Are the Ad Algorithms Actually Dumb As S**t?

Christmas: The Masquerade

One of the classic signs of paranoia is overestimating the capabilities of one’s perceived enemies. It might be that I can relate to that. This is because just days ago, I likened the ad algorithms to Psycho Mantis from Metal Gear Solid in their ability to simulate mind-reading to serve you ads targeted specifically to you.

While I do believe that targeted ads are a thing, and that they can get pretty eerie, it might be that attributing a targeted ad about frozen burritos after considering them at a supermarket to something besides another empty coincidence is giving the algorithms too much credit.

I suspect as much because the algorithms, in spite of knowing what kind of car we like better than we do, still haven’t figured out that I don’t celebrate Christmas, and they have continued to send Christmas ads to me, not aware that the products and services depicted run the risk of a boycott, rather than a purchase.

I understand that for a Christian to not celebrate Christmas is something of an infrequent occurrence, but we’re not unheard of.
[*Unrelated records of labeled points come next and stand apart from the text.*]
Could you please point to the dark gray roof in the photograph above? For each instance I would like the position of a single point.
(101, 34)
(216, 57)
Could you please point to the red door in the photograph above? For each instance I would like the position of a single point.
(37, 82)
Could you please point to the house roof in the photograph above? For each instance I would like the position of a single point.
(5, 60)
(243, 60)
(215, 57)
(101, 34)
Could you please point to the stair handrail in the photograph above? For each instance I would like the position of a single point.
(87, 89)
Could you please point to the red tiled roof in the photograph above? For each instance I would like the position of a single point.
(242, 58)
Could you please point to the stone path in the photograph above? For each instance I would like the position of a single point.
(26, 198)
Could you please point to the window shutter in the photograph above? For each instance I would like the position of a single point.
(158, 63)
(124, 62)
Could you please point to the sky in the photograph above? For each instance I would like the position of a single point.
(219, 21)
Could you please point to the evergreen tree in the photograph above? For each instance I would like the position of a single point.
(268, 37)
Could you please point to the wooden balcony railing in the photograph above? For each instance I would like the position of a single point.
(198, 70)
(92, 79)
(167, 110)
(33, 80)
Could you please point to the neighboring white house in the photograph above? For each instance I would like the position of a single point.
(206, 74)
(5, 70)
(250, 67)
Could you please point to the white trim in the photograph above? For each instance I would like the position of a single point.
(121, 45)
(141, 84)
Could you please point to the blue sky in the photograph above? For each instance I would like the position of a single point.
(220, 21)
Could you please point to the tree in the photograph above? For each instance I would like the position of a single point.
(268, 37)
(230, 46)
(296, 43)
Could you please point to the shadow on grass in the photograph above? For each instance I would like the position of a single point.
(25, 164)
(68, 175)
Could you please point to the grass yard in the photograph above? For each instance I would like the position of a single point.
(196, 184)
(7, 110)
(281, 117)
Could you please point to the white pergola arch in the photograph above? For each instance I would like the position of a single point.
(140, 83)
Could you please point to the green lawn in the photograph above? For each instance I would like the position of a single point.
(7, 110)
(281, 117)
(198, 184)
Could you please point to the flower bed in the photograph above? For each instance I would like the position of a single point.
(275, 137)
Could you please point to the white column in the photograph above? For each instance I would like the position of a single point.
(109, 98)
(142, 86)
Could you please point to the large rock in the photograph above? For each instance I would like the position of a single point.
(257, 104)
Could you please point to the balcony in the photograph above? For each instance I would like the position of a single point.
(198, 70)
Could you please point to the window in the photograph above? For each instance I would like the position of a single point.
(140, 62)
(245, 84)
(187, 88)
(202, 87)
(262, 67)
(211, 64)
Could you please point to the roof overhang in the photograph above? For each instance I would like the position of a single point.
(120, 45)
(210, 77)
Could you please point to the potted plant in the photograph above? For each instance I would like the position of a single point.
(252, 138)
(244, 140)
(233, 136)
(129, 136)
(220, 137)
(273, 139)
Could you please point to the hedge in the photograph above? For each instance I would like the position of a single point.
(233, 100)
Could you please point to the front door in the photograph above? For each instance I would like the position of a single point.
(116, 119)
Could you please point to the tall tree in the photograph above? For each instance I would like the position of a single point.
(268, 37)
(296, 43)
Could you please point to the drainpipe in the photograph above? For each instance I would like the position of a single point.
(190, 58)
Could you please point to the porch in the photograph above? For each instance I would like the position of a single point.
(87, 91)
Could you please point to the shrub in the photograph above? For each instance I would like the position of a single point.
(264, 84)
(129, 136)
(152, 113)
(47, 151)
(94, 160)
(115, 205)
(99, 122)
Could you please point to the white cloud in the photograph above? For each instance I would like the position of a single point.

But considering that the intersectional busybodies trip over themselves to make sure that minority groups don’t get offended, it’s hard to imagine that Jews or Muslims put up with Christmas ads nearly as much.

As an aside, I think we can take a moment to appreciate that a culture’s observances are a reflection of their values. For example, Jews observe Yom Kippur (lit. Day of Atonement). Reconciliation is so important to the Jewish that they’ll fast for about 24 hours as part of the observance. Muslims observe a Stoning of Satan as part of the Hajj Pilgrimage, which is an outward sign of their pro-active approach against wickedness.

What’s the message of Christmas? After decades of commercial conditioning, the message has been reduced to “buy stuff”. Christmas has become so devoid of spiritual significance that even atheists observe it without qualm.

I may have been greatly overestimating the algorithms if I had the expectation that it could determine that I do not participate in commercialized pagan mysticism. But it’s also possible that the algorithms were aware of this, but I was served the ads anyway because the algorithms themselves were cultivated by a group of marketers that can’t be expected to identify with people who are actually sincere about their convictions.

If you’re going to observe Saturnalia, then call it Saturnalia and stop kidding yourselves about it, because you can’t put someone back into something that they were never a part of. If your observance is being commercialized and you do nothing to resist that, the expected outcome is that your bank account gets emptied year after year as you struggle to prove how religious you are.

Those of us who have found the joy of non-participation would appreciate it if the commercialists stopped trying so hard to get us to go along with something we know better than to do.

”The superior man understands what is right; the inferior man understands what will sell.”